Peu de temps avant cet événement, un homme riche est venu à la rencontre de Jésus, en quête de la vie éternelle : "Bon maître, que dois-je faire pour avoir en héritage la vie éternelle ?" (Mc 10, 17). Cet homme est reparti triste car il avait de grands biens. Par contre Bartimée est présenté comme le type du vrai disciple. Il ose jeter son manteau pour aller à la rencontre du Maître. Or, pour un mendiant, le manteau n’est pas un simple vêtement, mais un véritable abri. En laissant tomber son manteau, c’est donc sa vie qu’il met en jeu, pour suivre le Seigneur. Le miracle n’est pas seulement d’ordre physique mais spirituel. L’histoire de Bartimée est celle d’une expérience de foi et de Salut.

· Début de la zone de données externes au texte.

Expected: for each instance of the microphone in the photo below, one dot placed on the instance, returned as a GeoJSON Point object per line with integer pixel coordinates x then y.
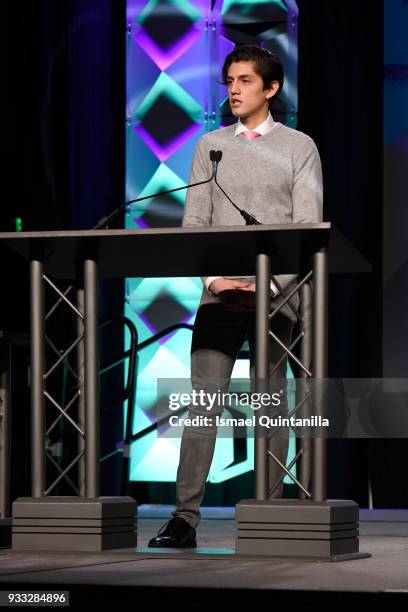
{"type": "Point", "coordinates": [215, 157]}
{"type": "Point", "coordinates": [105, 220]}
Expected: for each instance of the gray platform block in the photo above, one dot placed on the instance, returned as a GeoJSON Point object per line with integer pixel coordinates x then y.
{"type": "Point", "coordinates": [297, 528]}
{"type": "Point", "coordinates": [74, 523]}
{"type": "Point", "coordinates": [5, 532]}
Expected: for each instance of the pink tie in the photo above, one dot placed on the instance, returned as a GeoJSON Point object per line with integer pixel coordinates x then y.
{"type": "Point", "coordinates": [250, 134]}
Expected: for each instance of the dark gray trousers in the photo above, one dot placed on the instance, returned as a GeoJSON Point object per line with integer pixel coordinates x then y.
{"type": "Point", "coordinates": [218, 336]}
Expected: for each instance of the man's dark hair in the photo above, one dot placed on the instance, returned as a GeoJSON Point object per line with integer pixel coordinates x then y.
{"type": "Point", "coordinates": [267, 65]}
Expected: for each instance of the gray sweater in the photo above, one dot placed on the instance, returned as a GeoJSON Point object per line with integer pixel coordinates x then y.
{"type": "Point", "coordinates": [276, 177]}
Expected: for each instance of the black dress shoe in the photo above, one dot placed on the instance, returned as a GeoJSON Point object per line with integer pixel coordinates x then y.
{"type": "Point", "coordinates": [176, 533]}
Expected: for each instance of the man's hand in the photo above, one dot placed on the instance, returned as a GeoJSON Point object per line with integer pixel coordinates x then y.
{"type": "Point", "coordinates": [235, 295]}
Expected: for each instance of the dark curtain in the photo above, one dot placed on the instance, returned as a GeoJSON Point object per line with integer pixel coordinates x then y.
{"type": "Point", "coordinates": [340, 106]}
{"type": "Point", "coordinates": [63, 151]}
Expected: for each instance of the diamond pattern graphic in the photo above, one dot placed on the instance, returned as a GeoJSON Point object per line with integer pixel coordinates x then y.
{"type": "Point", "coordinates": [174, 56]}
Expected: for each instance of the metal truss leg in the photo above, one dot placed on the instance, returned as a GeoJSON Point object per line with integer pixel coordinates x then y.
{"type": "Point", "coordinates": [305, 444]}
{"type": "Point", "coordinates": [5, 365]}
{"type": "Point", "coordinates": [262, 368]}
{"type": "Point", "coordinates": [319, 365]}
{"type": "Point", "coordinates": [37, 379]}
{"type": "Point", "coordinates": [91, 382]}
{"type": "Point", "coordinates": [81, 376]}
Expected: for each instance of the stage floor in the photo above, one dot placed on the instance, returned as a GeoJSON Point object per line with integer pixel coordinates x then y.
{"type": "Point", "coordinates": [212, 571]}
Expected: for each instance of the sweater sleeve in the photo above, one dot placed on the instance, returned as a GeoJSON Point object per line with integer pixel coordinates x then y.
{"type": "Point", "coordinates": [307, 190]}
{"type": "Point", "coordinates": [198, 208]}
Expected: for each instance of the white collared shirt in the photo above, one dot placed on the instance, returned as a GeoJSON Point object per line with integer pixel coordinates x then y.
{"type": "Point", "coordinates": [262, 129]}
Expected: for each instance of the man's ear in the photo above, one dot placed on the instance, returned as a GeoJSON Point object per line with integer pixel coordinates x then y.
{"type": "Point", "coordinates": [274, 86]}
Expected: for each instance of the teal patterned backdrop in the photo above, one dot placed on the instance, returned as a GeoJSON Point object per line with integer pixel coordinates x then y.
{"type": "Point", "coordinates": [175, 50]}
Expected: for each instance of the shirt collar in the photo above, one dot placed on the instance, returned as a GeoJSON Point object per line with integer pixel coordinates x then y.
{"type": "Point", "coordinates": [262, 129]}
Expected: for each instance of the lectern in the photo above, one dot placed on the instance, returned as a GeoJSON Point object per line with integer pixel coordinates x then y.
{"type": "Point", "coordinates": [43, 521]}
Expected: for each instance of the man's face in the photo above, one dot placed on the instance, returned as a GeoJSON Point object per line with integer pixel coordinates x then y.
{"type": "Point", "coordinates": [246, 93]}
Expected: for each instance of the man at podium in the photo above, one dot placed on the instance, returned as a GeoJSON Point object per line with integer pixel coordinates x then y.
{"type": "Point", "coordinates": [273, 172]}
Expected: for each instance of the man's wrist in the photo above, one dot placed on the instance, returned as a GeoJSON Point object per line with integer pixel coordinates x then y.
{"type": "Point", "coordinates": [208, 282]}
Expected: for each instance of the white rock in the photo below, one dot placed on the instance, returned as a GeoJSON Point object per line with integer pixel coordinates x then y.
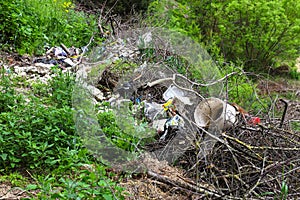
{"type": "Point", "coordinates": [95, 92]}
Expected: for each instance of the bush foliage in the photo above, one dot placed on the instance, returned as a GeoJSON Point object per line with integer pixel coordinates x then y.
{"type": "Point", "coordinates": [28, 25]}
{"type": "Point", "coordinates": [259, 33]}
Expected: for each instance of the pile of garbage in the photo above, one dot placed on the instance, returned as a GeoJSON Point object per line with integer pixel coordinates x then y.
{"type": "Point", "coordinates": [215, 141]}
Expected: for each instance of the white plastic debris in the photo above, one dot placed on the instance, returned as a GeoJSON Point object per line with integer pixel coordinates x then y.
{"type": "Point", "coordinates": [215, 112]}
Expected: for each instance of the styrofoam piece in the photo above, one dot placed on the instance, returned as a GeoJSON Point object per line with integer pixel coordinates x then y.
{"type": "Point", "coordinates": [173, 92]}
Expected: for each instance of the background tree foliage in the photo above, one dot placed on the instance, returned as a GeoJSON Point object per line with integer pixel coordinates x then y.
{"type": "Point", "coordinates": [259, 33]}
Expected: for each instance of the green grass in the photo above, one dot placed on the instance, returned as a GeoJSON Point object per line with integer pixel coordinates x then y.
{"type": "Point", "coordinates": [39, 148]}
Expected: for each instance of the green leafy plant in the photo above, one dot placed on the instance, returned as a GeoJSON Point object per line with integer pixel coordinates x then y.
{"type": "Point", "coordinates": [28, 26]}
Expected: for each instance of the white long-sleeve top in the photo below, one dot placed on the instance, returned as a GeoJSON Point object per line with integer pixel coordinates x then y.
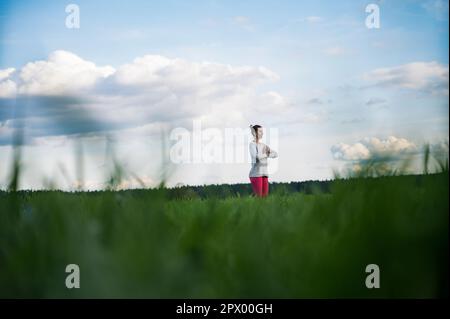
{"type": "Point", "coordinates": [259, 158]}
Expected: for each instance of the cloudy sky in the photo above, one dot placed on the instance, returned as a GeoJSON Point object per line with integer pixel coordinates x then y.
{"type": "Point", "coordinates": [328, 90]}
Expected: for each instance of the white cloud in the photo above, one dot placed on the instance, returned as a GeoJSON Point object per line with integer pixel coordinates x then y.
{"type": "Point", "coordinates": [8, 89]}
{"type": "Point", "coordinates": [372, 146]}
{"type": "Point", "coordinates": [431, 77]}
{"type": "Point", "coordinates": [6, 73]}
{"type": "Point", "coordinates": [63, 73]}
{"type": "Point", "coordinates": [151, 89]}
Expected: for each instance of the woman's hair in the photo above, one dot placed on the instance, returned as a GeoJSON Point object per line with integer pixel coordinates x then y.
{"type": "Point", "coordinates": [253, 128]}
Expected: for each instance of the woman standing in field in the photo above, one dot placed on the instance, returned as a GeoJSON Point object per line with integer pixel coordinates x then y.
{"type": "Point", "coordinates": [259, 153]}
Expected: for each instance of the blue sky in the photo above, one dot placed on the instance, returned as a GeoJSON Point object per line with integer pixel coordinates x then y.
{"type": "Point", "coordinates": [338, 82]}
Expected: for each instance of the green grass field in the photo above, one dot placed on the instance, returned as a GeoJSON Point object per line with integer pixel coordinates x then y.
{"type": "Point", "coordinates": [290, 245]}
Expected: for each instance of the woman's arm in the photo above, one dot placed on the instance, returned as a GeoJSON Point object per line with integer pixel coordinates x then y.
{"type": "Point", "coordinates": [256, 156]}
{"type": "Point", "coordinates": [271, 153]}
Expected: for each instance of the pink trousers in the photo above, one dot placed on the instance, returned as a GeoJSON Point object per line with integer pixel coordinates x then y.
{"type": "Point", "coordinates": [260, 185]}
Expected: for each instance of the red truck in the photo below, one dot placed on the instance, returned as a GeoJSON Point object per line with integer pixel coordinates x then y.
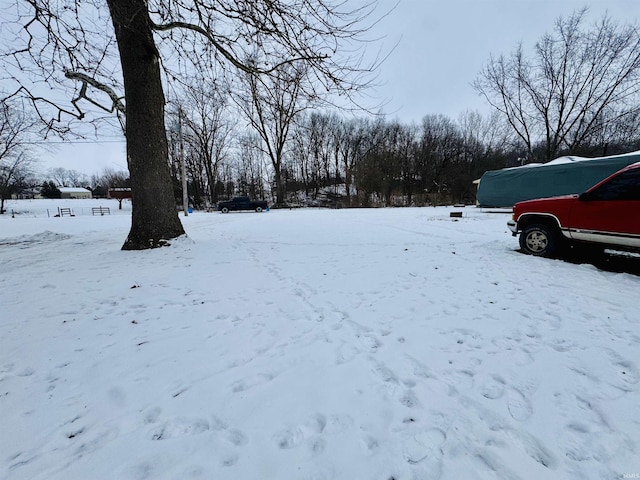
{"type": "Point", "coordinates": [607, 215]}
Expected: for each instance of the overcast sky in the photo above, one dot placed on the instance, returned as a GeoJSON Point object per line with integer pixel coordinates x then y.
{"type": "Point", "coordinates": [441, 47]}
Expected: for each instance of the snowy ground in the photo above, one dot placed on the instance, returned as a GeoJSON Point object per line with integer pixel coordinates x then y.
{"type": "Point", "coordinates": [311, 344]}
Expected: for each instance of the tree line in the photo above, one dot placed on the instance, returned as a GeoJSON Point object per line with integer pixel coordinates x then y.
{"type": "Point", "coordinates": [251, 111]}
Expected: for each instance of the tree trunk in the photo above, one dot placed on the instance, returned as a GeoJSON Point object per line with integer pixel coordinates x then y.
{"type": "Point", "coordinates": [154, 217]}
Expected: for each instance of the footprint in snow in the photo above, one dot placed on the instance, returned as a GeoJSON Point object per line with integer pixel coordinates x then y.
{"type": "Point", "coordinates": [425, 449]}
{"type": "Point", "coordinates": [519, 407]}
{"type": "Point", "coordinates": [493, 388]}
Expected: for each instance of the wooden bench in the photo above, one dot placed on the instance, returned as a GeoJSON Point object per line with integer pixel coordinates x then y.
{"type": "Point", "coordinates": [100, 211]}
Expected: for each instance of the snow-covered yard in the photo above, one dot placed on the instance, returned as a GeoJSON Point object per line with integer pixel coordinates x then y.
{"type": "Point", "coordinates": [311, 344]}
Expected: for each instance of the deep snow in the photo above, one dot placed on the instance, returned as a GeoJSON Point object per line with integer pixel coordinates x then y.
{"type": "Point", "coordinates": [310, 344]}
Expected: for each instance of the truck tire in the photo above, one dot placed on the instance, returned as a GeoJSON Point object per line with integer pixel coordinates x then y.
{"type": "Point", "coordinates": [539, 240]}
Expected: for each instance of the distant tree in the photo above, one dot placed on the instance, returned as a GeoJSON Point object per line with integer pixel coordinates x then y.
{"type": "Point", "coordinates": [62, 42]}
{"type": "Point", "coordinates": [578, 83]}
{"type": "Point", "coordinates": [17, 130]}
{"type": "Point", "coordinates": [271, 106]}
{"type": "Point", "coordinates": [68, 178]}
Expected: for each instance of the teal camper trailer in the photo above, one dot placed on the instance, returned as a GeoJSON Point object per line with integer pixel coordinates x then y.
{"type": "Point", "coordinates": [563, 176]}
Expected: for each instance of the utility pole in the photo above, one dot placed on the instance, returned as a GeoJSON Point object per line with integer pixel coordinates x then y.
{"type": "Point", "coordinates": [185, 196]}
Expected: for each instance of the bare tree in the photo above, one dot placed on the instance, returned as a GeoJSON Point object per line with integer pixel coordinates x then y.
{"type": "Point", "coordinates": [16, 135]}
{"type": "Point", "coordinates": [207, 130]}
{"type": "Point", "coordinates": [578, 82]}
{"type": "Point", "coordinates": [73, 44]}
{"type": "Point", "coordinates": [271, 106]}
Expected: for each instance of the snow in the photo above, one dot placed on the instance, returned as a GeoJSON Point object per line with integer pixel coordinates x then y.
{"type": "Point", "coordinates": [310, 344]}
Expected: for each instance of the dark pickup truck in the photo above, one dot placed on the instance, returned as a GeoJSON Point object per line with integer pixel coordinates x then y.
{"type": "Point", "coordinates": [242, 203]}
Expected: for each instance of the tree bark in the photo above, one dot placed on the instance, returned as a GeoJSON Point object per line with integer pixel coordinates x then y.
{"type": "Point", "coordinates": [154, 218]}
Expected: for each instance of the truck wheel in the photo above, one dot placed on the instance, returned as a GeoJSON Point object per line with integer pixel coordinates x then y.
{"type": "Point", "coordinates": [539, 240]}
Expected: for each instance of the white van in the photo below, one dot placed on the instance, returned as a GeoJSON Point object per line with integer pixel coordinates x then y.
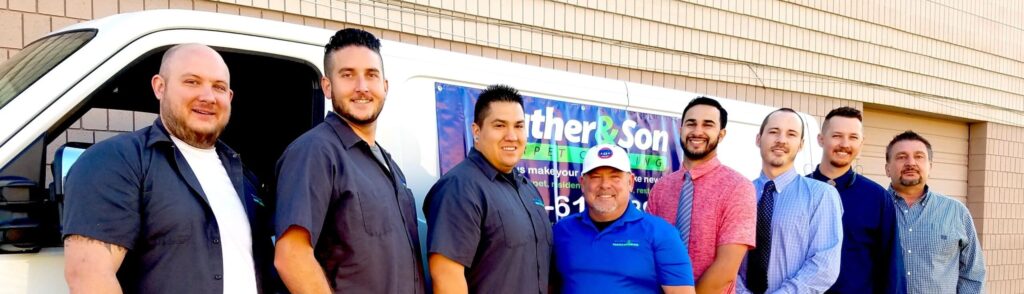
{"type": "Point", "coordinates": [275, 69]}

L’expérience de Bartimée semble aussi répondre en écho à une autre histoire. Après le récit de l’homme riche, se situe l’épisode des fils de Zébédée. Ces deux-là se sont approchés du Maître pour lui demander : "Accorde-nous de siéger, l’un à ta droite et l’autre à ta gauche, dans ta gloire" (Mc 10, 37). Dans les deux récits Jésus pose cette question : "Que veux-tu que je fasse pour toi ?" (Mc 10, 36.51). Dans les deux cas il s’agit aussi de "fils" : d’abord des "fils de Zébédée" puis, ici, de Bartimée, c’est-à-dire le "fils de Timée". La rencontre entre Jésus et Bartimée ne se résume pas à une simple histoire de guérison. Le changement s’opère au niveau de l’identité de cette personne : Bartimée, de mendiant, est devenu disciple, et même le modèle du vrai disciple de Jésus.

Le mendiant s’est finalement révélé plus riche que les autres : riche de foi. Il ose crier par deux fois : "Aie pitié de moi !". Son cri est identique à la prière du Psalmiste (Ps 6, 2 ; 9, 13 ; 24, 16 ; 25, 11 ; 26, 7 ; 30, 9 ; 40, 4.10). Cette demande réitérée est donc le signe de sa persévérance dans la prière, malgré la nuit de l’aveuglement. Son insistance montre la puissance de sa foi à laquelle Jésus ne peut résister.